All the Geelys on Autocade


The Geely King Kong Hatchback, one of the new entries on the Autocade website.

Not that I blogged it at the time, but Geely’s multi-brand strategy in 2009 felt doomed. Earlier this year, the company retreated, and brought everything from Englon, Gleagle and Emgrand back under its parent brand again.
   It wasn’t unlike Mazda’s attempt to do the same in the early 1990s, when it began selling cars under marques such as Efini, Autozam and Eunos, as well as its own brand. The bursting of Japan’s bubble economy didn’t help things, but the problems went deeper than that. Those who were used to buying a Mazda Capella from a certain outlet were surprised to find that it had become one of these new channels, and there was no Capella or equivalent to be seen. In fact, for those years, there was no Capella—a nameplate Japanese buyers had become accustomed to for decades—as Mazda decided to offer cars such as the Cronos, which went over the 1,700 mm width that landed it in a higher tax bracket.
   We never noticed much of these issues outside Japan, as these cars were simply sold as Mazda 626, and there were fewer signs of the company’s ambitious plans that landed it in such trouble then-shareholder Ford installed a Scot in charge. It was the first time a Caucasian wound up running a car maker there. Mazda felt embarrassed it wasn’t one of their own.
   Geely might not have had the Chinese economy collapse on it, and it may have been buoyed through the 2000s as it went from being a manufacturer of recycled Daihatsus to a major Chinese automotive force, but there was the obvious problem of increasing its marketing costs dramatically. Could it also develop lines for four marques all of a sudden? Remember, too, it would swallow Volvo around this time, giving it a fifth marque.
   The answer was no: Geely wound up shifting various models to different marques, badge-engineering others, and generally confusing the state of affairs for Chinese consumers. There’s a solid argument to be made for Geely at the time though: the automotive market was clearly segmenting, and there was a need to have budget and luxury brands. But it didn’t seem organic, but dramatically forced. I take my hat off to Geely for carrying it out, nevertheless, even if some of the models were lacking: the Emgrand EC7, for instance, had rear torsion beam suspension, and it was supposedly a premium product for the well-to-do upper-middle-class Chinese buyer.

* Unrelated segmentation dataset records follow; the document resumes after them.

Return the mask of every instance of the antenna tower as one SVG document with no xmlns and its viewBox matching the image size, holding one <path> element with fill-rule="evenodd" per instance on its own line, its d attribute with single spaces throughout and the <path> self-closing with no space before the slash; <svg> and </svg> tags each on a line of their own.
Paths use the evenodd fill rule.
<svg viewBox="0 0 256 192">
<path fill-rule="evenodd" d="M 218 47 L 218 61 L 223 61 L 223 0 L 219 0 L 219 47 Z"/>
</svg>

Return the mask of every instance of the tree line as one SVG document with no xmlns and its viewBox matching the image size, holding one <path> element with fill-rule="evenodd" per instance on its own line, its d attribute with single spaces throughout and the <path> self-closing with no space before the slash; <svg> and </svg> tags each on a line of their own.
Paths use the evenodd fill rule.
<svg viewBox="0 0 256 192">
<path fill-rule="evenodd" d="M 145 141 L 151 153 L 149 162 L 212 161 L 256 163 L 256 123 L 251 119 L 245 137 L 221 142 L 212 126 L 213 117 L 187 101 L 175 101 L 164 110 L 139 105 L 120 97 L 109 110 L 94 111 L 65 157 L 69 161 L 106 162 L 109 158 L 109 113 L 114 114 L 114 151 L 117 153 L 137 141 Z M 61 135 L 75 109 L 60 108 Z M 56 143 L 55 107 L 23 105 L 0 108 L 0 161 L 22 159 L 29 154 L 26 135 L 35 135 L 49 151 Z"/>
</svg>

   It all came crashing down earlier this year, when Geely realized that it lost economies of scale in marketing, and the most important player in all of this—the consumer—really couldn’t follow what was what. To top it off, these new brands had no goodwill, just as Mazda’s didn’t 20 years before. Unless you’re willing to push these brands like crazy, it’s a hard battle to win, especially in the most competitive market on earth. China, too, has had a downturn in car sales this year, and the heady days of thinking one can adopt multi-brand strategies without the numbers to support them are over.
   Why has it come up? Today, Autocade has successfully recorded the entire current line of Geelys, and there are quite a few historical models in there, too. It was incredibly confusing, too, tracking the new identities of a lot of the models—did the Englon SC5 get renamed? Which lines were dropped because there was a badge-engineered equivalent? And, as is particularly common among Chinese models we put on Autocade, how on earth shall we translate some of these model names? (The practice is to use the Chinese company’s own translations, where available, and not succumb to using the export names to index them.)
   While some pages had the new Geely names appended to the old Englon, Emgrand and Gleagle model pages, there were new entries for the Geely New Emgrand, the old King Kong line along with the Englon SC5-based King Kong hatchback, the two generations of Geely Vision, and the historical Geely Haoqing (an old car based around a 1980s Daihatsu Charade: to think, at the turn of the century, this described pretty much every car in the Geely range) as well as the new flagship SUV that now bears the name.
   The reason for being a bit obsessive over the Geelys, as well as some other models (we added nearly all the current Cadillacs and a few more Chang’ans), is that with the demise of Auto Katalog, I believe more will go online. If we can present a credible new-car site—although we have a long way to go before we get every current model line up—we may go some way to filling the void with Autocade.